Hatred of Jews and Judaism is the world’s oldest social pathology, and Andrew Goldberg’s PBS-TV documentary Viral: Anti-Semitism in Four Mutations (airing in the U.S. on May 26) presents important new insights into this omnipresent odium.
For Goldberg, whose parents were members of Chicago’s Emanuel Congregation, this will be his fourteenth documentary, and as he told me, this one is intensely personal. During the three years required to complete the 90-minute program, acts of virulent, often-murderous antisemitism sharply increased in the United States and Europe.
Goldberg posits that antisemitism has nothing to do with Jews or with Jewish or Israeli behavior. It is, rather, a deep-seated, age-old pathological answer to the question: Why are bad things happening to me? It can't be my fault; someone else must be seeking to hurt me. Blame “the Jews,” then – who, anti-Semites claim, control the world. His documentary focuses on four current “hot spots” of deep-seated antisemitism: the traditional far right; Hungary and its state sponsored antisemitism; the emergence of far left; and the rise of Islamic radicalism.
The October 2018 massacre of 11 Jews, including two of my second cousins, inside Pittsburgh’s Tree of Life Synagogue, was the most lethal antisemitic assault in American history. Jeffrey Myers, the synagogue’s rabbi, laments that despite his previous long-held belief that Jews were safely living in a “Golden Age” in the United States, he now believes Jews will always remain “other,” never fully “welcomed here” in America.
The documentary looks at the intersection of the guns, Nazi swastikas, Confederate flags, and anti-Jewish slogans at white supremacist rallies. A case in point is a transplanted New Jersey native living in North Carolina, who told Goldberg that “God is a racist” and how proudly called himself a white supremacist “Christian” while running for a county office. He received a disturbing 37 percent of the vote.
Goldberg also traveled to Hungary to document Prime Minister Viktor Orbán’s public antisemitic campaign, which threatens his nation’s approximately 98,000 Jews. During the past decade, Orbán has solidified his personal control of all aspects of Hungarian life and, although denying he’s an anti-Semite, has personally led a scurrilous public campaign against the Hungarian-born Jewish Holocaust survivor and progressive philanthropist, George Soros. Goldberg filmed the chilling images of an endless stream of public billboards on Hungarian roadways that feature a sinister, laughing Soros and the warning that he represents an evil threat to Hungarian society.
Goldberg devotes a substantial portion of his documentary to antisemitism within two western democracies, Britain and France. He visits a cousin in the UK who tore up his Labour Party membership card when Jeremy Corbyn became party leader.
For years, Corbyn, a far-left Labourite, has publicly supported Hezbollah, a fiercely anti-Israel terrorist group recently banned in Germany. Parliament member Luciana Berger, leader of Jewish Labour M.P.s, left the party when Corbyn deeply infected it with antisemitism and a visceral hatred of Israel, calling it the “illegitimate” national state of the Jews. Goldberg notes that because Labour was routed in the December 2019 UK election, Corbyn resigned his leadership position, but it is uncertain whether his views about Jews and Israel have become ideologically ingrained in the Labour Party.

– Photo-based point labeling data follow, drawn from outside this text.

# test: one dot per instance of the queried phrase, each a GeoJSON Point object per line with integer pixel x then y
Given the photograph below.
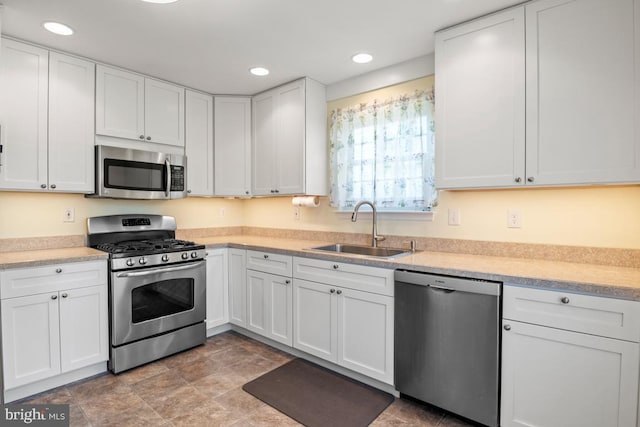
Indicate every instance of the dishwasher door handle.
{"type": "Point", "coordinates": [442, 288]}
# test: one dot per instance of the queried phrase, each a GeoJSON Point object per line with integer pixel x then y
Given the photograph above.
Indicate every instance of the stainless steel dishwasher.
{"type": "Point", "coordinates": [447, 343]}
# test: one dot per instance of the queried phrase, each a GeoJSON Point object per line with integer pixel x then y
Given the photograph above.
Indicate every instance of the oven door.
{"type": "Point", "coordinates": [156, 300]}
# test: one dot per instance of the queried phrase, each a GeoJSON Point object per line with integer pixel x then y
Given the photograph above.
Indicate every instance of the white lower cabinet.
{"type": "Point", "coordinates": [217, 287]}
{"type": "Point", "coordinates": [552, 376]}
{"type": "Point", "coordinates": [349, 327]}
{"type": "Point", "coordinates": [269, 306]}
{"type": "Point", "coordinates": [237, 287]}
{"type": "Point", "coordinates": [54, 321]}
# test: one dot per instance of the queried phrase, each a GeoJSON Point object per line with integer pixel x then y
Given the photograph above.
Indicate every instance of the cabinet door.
{"type": "Point", "coordinates": [269, 305]}
{"type": "Point", "coordinates": [30, 339]}
{"type": "Point", "coordinates": [315, 319]}
{"type": "Point", "coordinates": [119, 103]}
{"type": "Point", "coordinates": [237, 287]}
{"type": "Point", "coordinates": [290, 139]}
{"type": "Point", "coordinates": [365, 334]}
{"type": "Point", "coordinates": [217, 287]}
{"type": "Point", "coordinates": [23, 116]}
{"type": "Point", "coordinates": [163, 113]}
{"type": "Point", "coordinates": [232, 146]}
{"type": "Point", "coordinates": [264, 143]}
{"type": "Point", "coordinates": [71, 124]}
{"type": "Point", "coordinates": [582, 108]}
{"type": "Point", "coordinates": [199, 143]}
{"type": "Point", "coordinates": [84, 327]}
{"type": "Point", "coordinates": [480, 132]}
{"type": "Point", "coordinates": [552, 377]}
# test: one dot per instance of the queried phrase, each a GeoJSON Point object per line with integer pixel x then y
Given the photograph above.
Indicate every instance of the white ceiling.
{"type": "Point", "coordinates": [211, 44]}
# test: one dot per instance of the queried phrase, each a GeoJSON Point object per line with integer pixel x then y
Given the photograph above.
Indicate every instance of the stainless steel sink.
{"type": "Point", "coordinates": [363, 250]}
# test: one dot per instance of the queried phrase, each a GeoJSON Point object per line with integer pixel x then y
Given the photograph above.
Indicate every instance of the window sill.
{"type": "Point", "coordinates": [390, 215]}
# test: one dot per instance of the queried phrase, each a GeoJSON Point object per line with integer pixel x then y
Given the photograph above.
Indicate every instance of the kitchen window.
{"type": "Point", "coordinates": [382, 150]}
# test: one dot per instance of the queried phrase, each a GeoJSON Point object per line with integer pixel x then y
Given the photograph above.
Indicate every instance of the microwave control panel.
{"type": "Point", "coordinates": [177, 178]}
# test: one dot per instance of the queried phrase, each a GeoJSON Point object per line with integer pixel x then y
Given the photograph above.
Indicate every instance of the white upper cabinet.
{"type": "Point", "coordinates": [480, 102]}
{"type": "Point", "coordinates": [581, 104]}
{"type": "Point", "coordinates": [289, 140]}
{"type": "Point", "coordinates": [232, 146]}
{"type": "Point", "coordinates": [199, 143]}
{"type": "Point", "coordinates": [47, 119]}
{"type": "Point", "coordinates": [132, 106]}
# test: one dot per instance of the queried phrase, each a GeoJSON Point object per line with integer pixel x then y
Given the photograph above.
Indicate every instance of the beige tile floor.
{"type": "Point", "coordinates": [203, 387]}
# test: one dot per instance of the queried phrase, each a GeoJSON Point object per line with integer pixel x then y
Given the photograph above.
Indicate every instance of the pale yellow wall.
{"type": "Point", "coordinates": [41, 214]}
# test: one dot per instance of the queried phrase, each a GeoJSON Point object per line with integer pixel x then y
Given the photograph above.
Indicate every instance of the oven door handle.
{"type": "Point", "coordinates": [159, 270]}
{"type": "Point", "coordinates": [168, 166]}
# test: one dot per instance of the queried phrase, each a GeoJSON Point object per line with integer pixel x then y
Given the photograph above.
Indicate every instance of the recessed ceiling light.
{"type": "Point", "coordinates": [362, 58]}
{"type": "Point", "coordinates": [259, 71]}
{"type": "Point", "coordinates": [58, 28]}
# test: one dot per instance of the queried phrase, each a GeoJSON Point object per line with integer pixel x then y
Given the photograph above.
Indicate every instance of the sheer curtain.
{"type": "Point", "coordinates": [384, 152]}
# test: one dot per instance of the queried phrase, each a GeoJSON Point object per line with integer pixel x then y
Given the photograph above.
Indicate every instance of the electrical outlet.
{"type": "Point", "coordinates": [69, 215]}
{"type": "Point", "coordinates": [514, 218]}
{"type": "Point", "coordinates": [454, 216]}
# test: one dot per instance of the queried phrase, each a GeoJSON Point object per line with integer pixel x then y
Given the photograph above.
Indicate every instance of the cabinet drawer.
{"type": "Point", "coordinates": [353, 276]}
{"type": "Point", "coordinates": [269, 263]}
{"type": "Point", "coordinates": [19, 282]}
{"type": "Point", "coordinates": [607, 317]}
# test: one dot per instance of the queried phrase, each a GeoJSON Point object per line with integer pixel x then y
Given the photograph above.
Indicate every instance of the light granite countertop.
{"type": "Point", "coordinates": [611, 281]}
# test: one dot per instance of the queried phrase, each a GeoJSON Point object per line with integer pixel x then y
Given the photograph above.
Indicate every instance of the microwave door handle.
{"type": "Point", "coordinates": [168, 166]}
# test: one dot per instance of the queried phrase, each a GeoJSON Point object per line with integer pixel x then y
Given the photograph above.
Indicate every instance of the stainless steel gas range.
{"type": "Point", "coordinates": [157, 288]}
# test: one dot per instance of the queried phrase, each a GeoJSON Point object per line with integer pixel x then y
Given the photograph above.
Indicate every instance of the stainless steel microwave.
{"type": "Point", "coordinates": [123, 173]}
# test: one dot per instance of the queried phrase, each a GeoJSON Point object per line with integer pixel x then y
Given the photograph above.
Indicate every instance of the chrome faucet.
{"type": "Point", "coordinates": [374, 233]}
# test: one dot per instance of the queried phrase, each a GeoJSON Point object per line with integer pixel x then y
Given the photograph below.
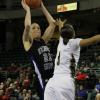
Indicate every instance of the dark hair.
{"type": "Point", "coordinates": [67, 31]}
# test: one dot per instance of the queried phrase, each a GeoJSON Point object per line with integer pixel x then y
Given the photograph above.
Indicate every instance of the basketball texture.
{"type": "Point", "coordinates": [33, 3]}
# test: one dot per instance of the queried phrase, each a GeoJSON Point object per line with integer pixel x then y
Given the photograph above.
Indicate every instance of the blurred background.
{"type": "Point", "coordinates": [84, 16]}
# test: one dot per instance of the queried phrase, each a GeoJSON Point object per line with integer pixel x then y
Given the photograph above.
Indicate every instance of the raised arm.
{"type": "Point", "coordinates": [89, 41]}
{"type": "Point", "coordinates": [27, 23]}
{"type": "Point", "coordinates": [50, 29]}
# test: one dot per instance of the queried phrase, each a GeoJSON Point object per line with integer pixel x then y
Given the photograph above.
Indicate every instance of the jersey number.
{"type": "Point", "coordinates": [58, 62]}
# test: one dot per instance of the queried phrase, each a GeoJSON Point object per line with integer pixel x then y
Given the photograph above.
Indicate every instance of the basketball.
{"type": "Point", "coordinates": [33, 3]}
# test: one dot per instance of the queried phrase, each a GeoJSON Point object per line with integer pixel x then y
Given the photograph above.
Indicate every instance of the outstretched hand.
{"type": "Point", "coordinates": [25, 6]}
{"type": "Point", "coordinates": [60, 23]}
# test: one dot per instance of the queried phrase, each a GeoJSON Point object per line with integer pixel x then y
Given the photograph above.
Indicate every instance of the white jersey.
{"type": "Point", "coordinates": [64, 55]}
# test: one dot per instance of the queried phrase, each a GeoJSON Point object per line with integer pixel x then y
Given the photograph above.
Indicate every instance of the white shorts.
{"type": "Point", "coordinates": [60, 87]}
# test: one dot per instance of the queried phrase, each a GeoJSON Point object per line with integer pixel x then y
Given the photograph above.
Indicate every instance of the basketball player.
{"type": "Point", "coordinates": [61, 85]}
{"type": "Point", "coordinates": [35, 44]}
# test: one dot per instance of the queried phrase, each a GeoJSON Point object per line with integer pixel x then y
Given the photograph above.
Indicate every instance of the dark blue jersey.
{"type": "Point", "coordinates": [40, 53]}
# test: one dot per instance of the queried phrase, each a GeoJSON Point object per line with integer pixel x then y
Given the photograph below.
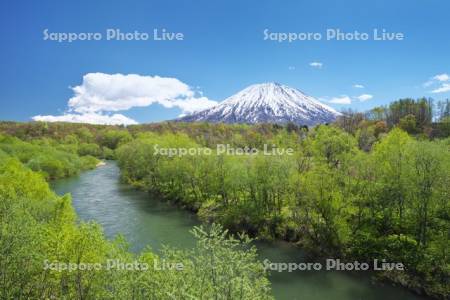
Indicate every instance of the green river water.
{"type": "Point", "coordinates": [99, 195]}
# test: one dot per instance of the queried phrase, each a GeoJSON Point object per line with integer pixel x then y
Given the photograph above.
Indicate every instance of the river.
{"type": "Point", "coordinates": [100, 196]}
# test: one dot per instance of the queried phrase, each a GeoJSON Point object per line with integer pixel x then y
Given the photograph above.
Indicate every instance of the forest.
{"type": "Point", "coordinates": [371, 185]}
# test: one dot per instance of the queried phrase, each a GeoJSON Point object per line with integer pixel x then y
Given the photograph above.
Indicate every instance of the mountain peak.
{"type": "Point", "coordinates": [269, 102]}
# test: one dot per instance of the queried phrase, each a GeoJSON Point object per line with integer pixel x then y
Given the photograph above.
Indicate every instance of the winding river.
{"type": "Point", "coordinates": [99, 195]}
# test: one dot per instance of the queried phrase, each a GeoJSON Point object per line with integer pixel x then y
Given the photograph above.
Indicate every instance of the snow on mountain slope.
{"type": "Point", "coordinates": [267, 103]}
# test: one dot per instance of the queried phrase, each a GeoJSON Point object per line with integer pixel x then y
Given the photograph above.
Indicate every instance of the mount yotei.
{"type": "Point", "coordinates": [267, 103]}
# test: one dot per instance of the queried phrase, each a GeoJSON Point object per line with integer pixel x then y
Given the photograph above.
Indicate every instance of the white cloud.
{"type": "Point", "coordinates": [364, 97]}
{"type": "Point", "coordinates": [442, 77]}
{"type": "Point", "coordinates": [100, 93]}
{"type": "Point", "coordinates": [437, 79]}
{"type": "Point", "coordinates": [445, 87]}
{"type": "Point", "coordinates": [115, 92]}
{"type": "Point", "coordinates": [92, 118]}
{"type": "Point", "coordinates": [316, 64]}
{"type": "Point", "coordinates": [343, 99]}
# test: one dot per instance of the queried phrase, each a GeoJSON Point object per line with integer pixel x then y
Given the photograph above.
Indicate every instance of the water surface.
{"type": "Point", "coordinates": [99, 195]}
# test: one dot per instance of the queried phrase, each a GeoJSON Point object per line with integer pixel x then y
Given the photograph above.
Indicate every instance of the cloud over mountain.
{"type": "Point", "coordinates": [99, 94]}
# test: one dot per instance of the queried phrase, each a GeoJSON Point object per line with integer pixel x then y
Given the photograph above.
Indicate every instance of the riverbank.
{"type": "Point", "coordinates": [391, 277]}
{"type": "Point", "coordinates": [146, 220]}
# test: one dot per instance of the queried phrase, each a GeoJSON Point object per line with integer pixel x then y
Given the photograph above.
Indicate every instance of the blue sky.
{"type": "Point", "coordinates": [223, 51]}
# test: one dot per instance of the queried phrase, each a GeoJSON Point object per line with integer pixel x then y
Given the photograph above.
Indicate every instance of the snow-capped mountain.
{"type": "Point", "coordinates": [267, 103]}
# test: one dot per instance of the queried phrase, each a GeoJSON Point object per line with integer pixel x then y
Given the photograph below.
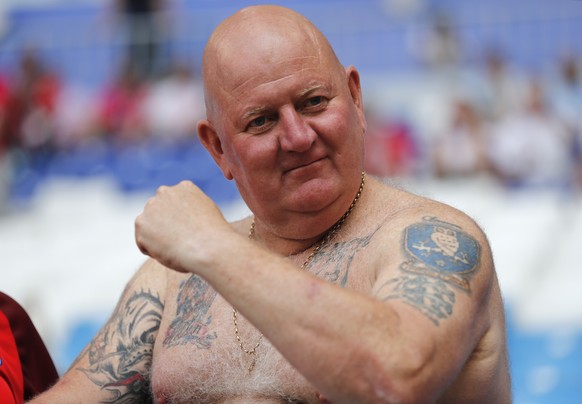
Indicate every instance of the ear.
{"type": "Point", "coordinates": [353, 78]}
{"type": "Point", "coordinates": [211, 141]}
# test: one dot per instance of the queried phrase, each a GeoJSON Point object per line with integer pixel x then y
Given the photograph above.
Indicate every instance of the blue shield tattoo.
{"type": "Point", "coordinates": [441, 250]}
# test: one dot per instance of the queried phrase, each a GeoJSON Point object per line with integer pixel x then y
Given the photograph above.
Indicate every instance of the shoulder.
{"type": "Point", "coordinates": [432, 238]}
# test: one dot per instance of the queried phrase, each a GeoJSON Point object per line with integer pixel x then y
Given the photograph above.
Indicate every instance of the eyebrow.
{"type": "Point", "coordinates": [262, 110]}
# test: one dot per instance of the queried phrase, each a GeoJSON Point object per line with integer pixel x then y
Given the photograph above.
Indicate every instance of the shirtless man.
{"type": "Point", "coordinates": [338, 288]}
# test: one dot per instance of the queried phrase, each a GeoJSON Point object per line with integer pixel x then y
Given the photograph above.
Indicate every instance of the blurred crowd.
{"type": "Point", "coordinates": [519, 128]}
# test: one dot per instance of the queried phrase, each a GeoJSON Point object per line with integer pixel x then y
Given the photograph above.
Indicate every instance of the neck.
{"type": "Point", "coordinates": [293, 246]}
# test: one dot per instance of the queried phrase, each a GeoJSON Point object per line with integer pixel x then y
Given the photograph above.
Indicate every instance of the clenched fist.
{"type": "Point", "coordinates": [178, 226]}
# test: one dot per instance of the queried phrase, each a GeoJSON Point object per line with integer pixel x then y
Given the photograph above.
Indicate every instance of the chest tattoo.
{"type": "Point", "coordinates": [192, 322]}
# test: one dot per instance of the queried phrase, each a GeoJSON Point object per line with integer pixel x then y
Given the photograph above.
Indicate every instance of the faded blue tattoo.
{"type": "Point", "coordinates": [192, 322]}
{"type": "Point", "coordinates": [333, 262]}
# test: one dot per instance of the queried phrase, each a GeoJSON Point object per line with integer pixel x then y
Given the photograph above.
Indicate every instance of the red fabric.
{"type": "Point", "coordinates": [11, 380]}
{"type": "Point", "coordinates": [38, 369]}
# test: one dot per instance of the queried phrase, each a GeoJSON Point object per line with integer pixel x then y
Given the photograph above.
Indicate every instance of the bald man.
{"type": "Point", "coordinates": [338, 288]}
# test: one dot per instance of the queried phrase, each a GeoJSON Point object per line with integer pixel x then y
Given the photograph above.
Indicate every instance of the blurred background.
{"type": "Point", "coordinates": [474, 103]}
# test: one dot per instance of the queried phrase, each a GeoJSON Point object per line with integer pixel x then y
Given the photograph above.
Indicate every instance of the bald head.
{"type": "Point", "coordinates": [257, 41]}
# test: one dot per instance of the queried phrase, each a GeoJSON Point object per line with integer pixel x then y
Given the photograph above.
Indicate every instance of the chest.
{"type": "Point", "coordinates": [198, 357]}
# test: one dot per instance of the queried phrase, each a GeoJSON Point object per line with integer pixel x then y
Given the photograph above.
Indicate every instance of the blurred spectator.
{"type": "Point", "coordinates": [145, 31]}
{"type": "Point", "coordinates": [29, 114]}
{"type": "Point", "coordinates": [503, 89]}
{"type": "Point", "coordinates": [4, 158]}
{"type": "Point", "coordinates": [532, 147]}
{"type": "Point", "coordinates": [121, 107]}
{"type": "Point", "coordinates": [461, 150]}
{"type": "Point", "coordinates": [390, 146]}
{"type": "Point", "coordinates": [440, 46]}
{"type": "Point", "coordinates": [567, 103]}
{"type": "Point", "coordinates": [174, 104]}
{"type": "Point", "coordinates": [26, 367]}
{"type": "Point", "coordinates": [76, 117]}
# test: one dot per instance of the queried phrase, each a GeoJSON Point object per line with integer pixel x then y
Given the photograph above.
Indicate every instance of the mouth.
{"type": "Point", "coordinates": [297, 168]}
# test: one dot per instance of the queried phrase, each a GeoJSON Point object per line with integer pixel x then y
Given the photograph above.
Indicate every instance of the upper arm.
{"type": "Point", "coordinates": [439, 286]}
{"type": "Point", "coordinates": [115, 365]}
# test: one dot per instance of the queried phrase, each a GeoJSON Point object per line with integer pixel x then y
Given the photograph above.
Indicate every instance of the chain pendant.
{"type": "Point", "coordinates": [253, 362]}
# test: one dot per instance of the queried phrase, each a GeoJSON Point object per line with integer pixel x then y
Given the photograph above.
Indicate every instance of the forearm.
{"type": "Point", "coordinates": [347, 344]}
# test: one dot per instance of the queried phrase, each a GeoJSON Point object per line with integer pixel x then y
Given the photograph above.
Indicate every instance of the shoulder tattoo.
{"type": "Point", "coordinates": [440, 261]}
{"type": "Point", "coordinates": [192, 322]}
{"type": "Point", "coordinates": [120, 355]}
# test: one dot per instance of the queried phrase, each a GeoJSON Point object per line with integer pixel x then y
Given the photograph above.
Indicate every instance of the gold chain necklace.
{"type": "Point", "coordinates": [318, 246]}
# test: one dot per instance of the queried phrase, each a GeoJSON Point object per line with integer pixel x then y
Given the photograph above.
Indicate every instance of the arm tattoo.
{"type": "Point", "coordinates": [120, 355]}
{"type": "Point", "coordinates": [192, 322]}
{"type": "Point", "coordinates": [441, 259]}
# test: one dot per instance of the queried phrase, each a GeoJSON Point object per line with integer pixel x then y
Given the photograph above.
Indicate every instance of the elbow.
{"type": "Point", "coordinates": [403, 378]}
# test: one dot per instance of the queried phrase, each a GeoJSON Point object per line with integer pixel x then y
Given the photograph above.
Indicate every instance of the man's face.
{"type": "Point", "coordinates": [290, 123]}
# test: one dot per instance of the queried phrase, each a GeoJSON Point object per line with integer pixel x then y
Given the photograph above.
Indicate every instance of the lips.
{"type": "Point", "coordinates": [296, 166]}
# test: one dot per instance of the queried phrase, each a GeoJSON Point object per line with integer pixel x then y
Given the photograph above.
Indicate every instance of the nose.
{"type": "Point", "coordinates": [296, 133]}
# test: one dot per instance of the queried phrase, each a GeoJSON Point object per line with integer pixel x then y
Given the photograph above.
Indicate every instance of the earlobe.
{"type": "Point", "coordinates": [353, 78]}
{"type": "Point", "coordinates": [211, 141]}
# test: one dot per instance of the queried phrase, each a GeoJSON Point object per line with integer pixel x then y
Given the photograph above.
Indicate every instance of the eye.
{"type": "Point", "coordinates": [261, 124]}
{"type": "Point", "coordinates": [314, 101]}
{"type": "Point", "coordinates": [315, 104]}
{"type": "Point", "coordinates": [258, 122]}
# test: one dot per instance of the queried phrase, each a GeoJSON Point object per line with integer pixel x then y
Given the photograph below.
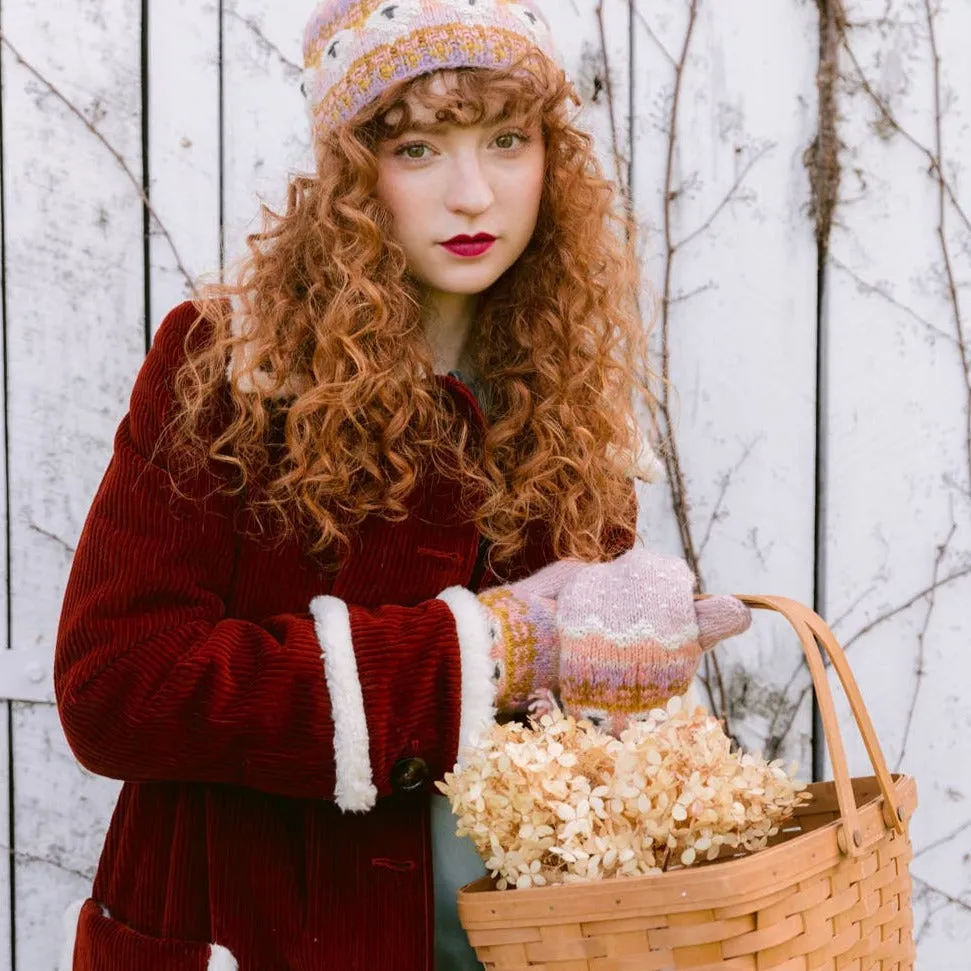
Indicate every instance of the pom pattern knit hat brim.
{"type": "Point", "coordinates": [354, 50]}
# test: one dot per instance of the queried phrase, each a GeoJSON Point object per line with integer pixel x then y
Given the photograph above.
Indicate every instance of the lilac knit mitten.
{"type": "Point", "coordinates": [525, 641]}
{"type": "Point", "coordinates": [632, 636]}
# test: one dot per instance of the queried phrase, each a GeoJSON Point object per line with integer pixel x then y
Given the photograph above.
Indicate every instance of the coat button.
{"type": "Point", "coordinates": [409, 775]}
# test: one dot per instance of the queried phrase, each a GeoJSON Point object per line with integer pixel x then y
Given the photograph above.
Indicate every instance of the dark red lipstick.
{"type": "Point", "coordinates": [470, 246]}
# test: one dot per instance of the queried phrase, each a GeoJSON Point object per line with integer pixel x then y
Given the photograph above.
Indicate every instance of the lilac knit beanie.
{"type": "Point", "coordinates": [355, 49]}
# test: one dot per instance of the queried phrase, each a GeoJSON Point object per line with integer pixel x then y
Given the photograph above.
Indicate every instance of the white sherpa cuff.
{"type": "Point", "coordinates": [354, 789]}
{"type": "Point", "coordinates": [472, 624]}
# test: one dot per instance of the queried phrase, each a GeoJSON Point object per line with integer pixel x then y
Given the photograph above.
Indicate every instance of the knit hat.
{"type": "Point", "coordinates": [355, 49]}
{"type": "Point", "coordinates": [632, 635]}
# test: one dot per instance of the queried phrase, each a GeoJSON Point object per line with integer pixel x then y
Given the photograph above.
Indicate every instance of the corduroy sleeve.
{"type": "Point", "coordinates": [155, 682]}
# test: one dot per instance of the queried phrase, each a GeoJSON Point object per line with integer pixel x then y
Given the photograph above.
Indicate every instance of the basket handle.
{"type": "Point", "coordinates": [813, 631]}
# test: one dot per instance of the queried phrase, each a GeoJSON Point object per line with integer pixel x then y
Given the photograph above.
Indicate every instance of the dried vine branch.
{"type": "Point", "coordinates": [115, 154]}
{"type": "Point", "coordinates": [942, 192]}
{"type": "Point", "coordinates": [775, 737]}
{"type": "Point", "coordinates": [919, 670]}
{"type": "Point", "coordinates": [663, 417]}
{"type": "Point", "coordinates": [947, 196]}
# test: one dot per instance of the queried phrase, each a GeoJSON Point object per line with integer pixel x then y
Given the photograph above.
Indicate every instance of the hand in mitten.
{"type": "Point", "coordinates": [525, 643]}
{"type": "Point", "coordinates": [632, 636]}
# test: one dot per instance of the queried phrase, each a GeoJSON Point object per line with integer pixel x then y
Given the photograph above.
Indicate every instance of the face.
{"type": "Point", "coordinates": [464, 199]}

The documentary’s French section focuses on the recent wave of mass shootings in which Jews, including young students, were killed. Goldberg’s camera takes us to the Paris kosher market, where an Islamic terrorist, later killed on the site by French police, murdered four people, but not before he casually asking a trapped customer if there were Jews in the store. The hostage, who survived the bloody attack, replied, “We are all Jews.”
France has a long, sordid history of antisemitism that preceded the post-WWII influx of Algerian and Moroccan Muslims immigrants. That history includes the infamous Dreyfus Affair, which occurred before WWI, and the fascist Vichy regime, which closely collaborated with Nazi Germany during WWII. Both Vichy and the French authorities under direct German occupation were especially zealous in rounding up Jews and dispatching them to German concentration and death camps.
When Goldberg asked Simone Rodan-Benzaquen, the Paris-based American Jewish Committee European director, if she ever thinks about leaving France, she replied, “A hundred million times.”
In his investigation of Islamic radicalism, Goldberg covers the rise of antisemitic terrorism in the name of a militant Islam and how “Zionism” and Israel’s very existence are universal rallying cries for those who would commit acts of violent against Jews.
When I asked Goldberg, “What was the most challenging aspect of making this documentary and what surprised you the most about your project?” he said was most surprised by the depth of antisemitism embedded within British and French societies.
Viral: Anti-Semitism in Four Mutations features excellent commentators, including President Bill Clinton, former UK Prime Minister Tony Blair, and Professor Deborah Lipstadt of Emory University. This documentary on contemporary antisemitism represents a significant addition to our understanding of “the hatred that never ends.”